Healthy Baking Tips For Festive Cookies
By: Carolyn Brown MS, RD
Gingerbread men, classic sugar and chocolate chip, shortbread, snickerdoodles, and biscotti's...and that’s just the beginning! Christmas cookies really bring out the inner cookie-monster in all of us, right? But since this is the year of the healthy holiday season, we have to upgrade that cookie situation too.
First, it’s time to make things from scratch. I’m sure this is a no-brainer for many of you who use secret family recipes passed down through generations. But the rest of us learned how to bake from Cher Horowitz in the timeless movie masterpiece that is Clueless. So while refrigerated cookie logs and boxed cookie mixes make life easy, they are full of absolute junk, including partially hydrogenated oils (trans fat), food dyes (hello ADHD), and nasty preservatives. Serve that to family and friends? As Cher would say, “As IF!”

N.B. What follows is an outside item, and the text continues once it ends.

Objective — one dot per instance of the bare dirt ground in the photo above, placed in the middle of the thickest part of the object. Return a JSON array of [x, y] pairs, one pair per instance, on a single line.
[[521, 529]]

The basic cookie ingredients are flour, sugar, butter and eggs. If you Google “healthy cookies” you’ll find swaps for all of these. I think you’ll agree, trading applesauce for butter or oil is just not the same (though I have messed with avocado before…). If you’re a baking newbie, you might not want to mess with the basic ingredients too much. But what you do want to do is upgrade those ingredients.
You don’t just need butter and milk on your grocery list, you need organic butter and milk. Same with organic and/or cage-free eggs. I think that organic is a non-negotiable when it comes to dairy and eggs. It’s well worth the price difference to avoid hormones and antibiotics. In addition to what you’re cutting out, you’re also getting more good: both organic milk and eggs have more omega 3’s than conventional. So Simple Truth® Organic milk and eggs are both cookie essentials.
Nuts and dried fruit are the new toppings (but feel free to bake with them too!). Almonds, pecans and pistachios are great in desserts, and add vitamin E. When it comes to dried fruit, I prefer raisins over cranberries (dried cranberries are usually sugar-soaked) but either one will give your cookies an antioxidant and flavor boost. So chop up nuts and/or dried fruit for Simple Truth®-approved “sprinkles.” You can even use organic nut butter as “frosting.” Now THAT sounds like a healthier cookie we can all compromise on!